Directed by William Wyler
Written by Augustus and Ruth Goetz
Starring Olivia de Havilland, Montgomery Clift, and Ralph Richardson
USA, 115 min – 1949.
William Wyler’s The Heiress tells the quasi-tragic story of Catherine Sloper (Olivia de Havilland), a plain-jane, Gilded Age heiress, who’s naiveté leads her into a courtship, with fortune-hunter, Morris Townsend (Montgomery Clift). Seeing the truth behind Morris’s charm, Catherine’s father, Dr. Austin Sloper (Ralph Richardson), forbids the match. Catherine must then choose between the loyalty of her father and her love for Morris.
The Heiress focuses more on the relationships between its characters than it does on plot. First is the exploration of Catherine and Dr. Sloper. A lot of Catherine’s naive, nervous personality comes, as a result of Dr. Sloper’s upbringing. He constantly compares Catherine to her deceased mother (who died giving birth to her), outwardly stating that Catherine is a disappointment to him. Catherine’s inability to be the properly mannered, physically beautiful woman, expected of 1840s New York society strains this filial relationship. Whatever kindness Dr. Sloper shows Catherine is always tinged with the knowledge that she will never be perfect.
When Morris appears, he capitalizes on this knowledge. Morris challenges Catherine to make her own choices and builds her confidence. He treats her as a person and not as a pale comparison of her mother. Catherine’s unloved character falls for Morris’s charm and the way he makes her feel whole. There has been lots of discussion on whether or not Morris truly wants Catherine for money. Montgomery Clift supposedly plays Morris ‘ambiguously.’ The side of this argument that we find ourselves on depends on whether we are rooting for Catherine or understand her father’s objections.
The final scene of The Heiress should end this argument. Morris remains the same desperate man, after he returns to New York, several years later. Catherine, however, has evolved into a woman, who can tell the difference between lies and the truth. She is bitter, hardened by the wrongs done to her, much like her father was earlier in the film. This alters the relationship dynamic between her and Morris. Catherine no longer needs Morris to feel confident; she has agency.

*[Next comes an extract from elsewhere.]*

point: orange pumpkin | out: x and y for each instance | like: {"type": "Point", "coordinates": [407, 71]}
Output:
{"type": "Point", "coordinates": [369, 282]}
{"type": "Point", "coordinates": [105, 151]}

The Heiress is a classical hollywood film that does not finish with a stereotypical, ‘happy ending.’ Ironically, that is the film’s strength. The Heiress does not force its characters into unbelievable situations. It allows them – particularly Catherine and Morris – to come full circle in their desires. Morris’s charm is later plagued by hardship and desperation, further suggesting the falseness of his affections. Catherine’s bitterness is tragic, but also what permits her embarrassing revenge on Morris. That act sets Catherine free.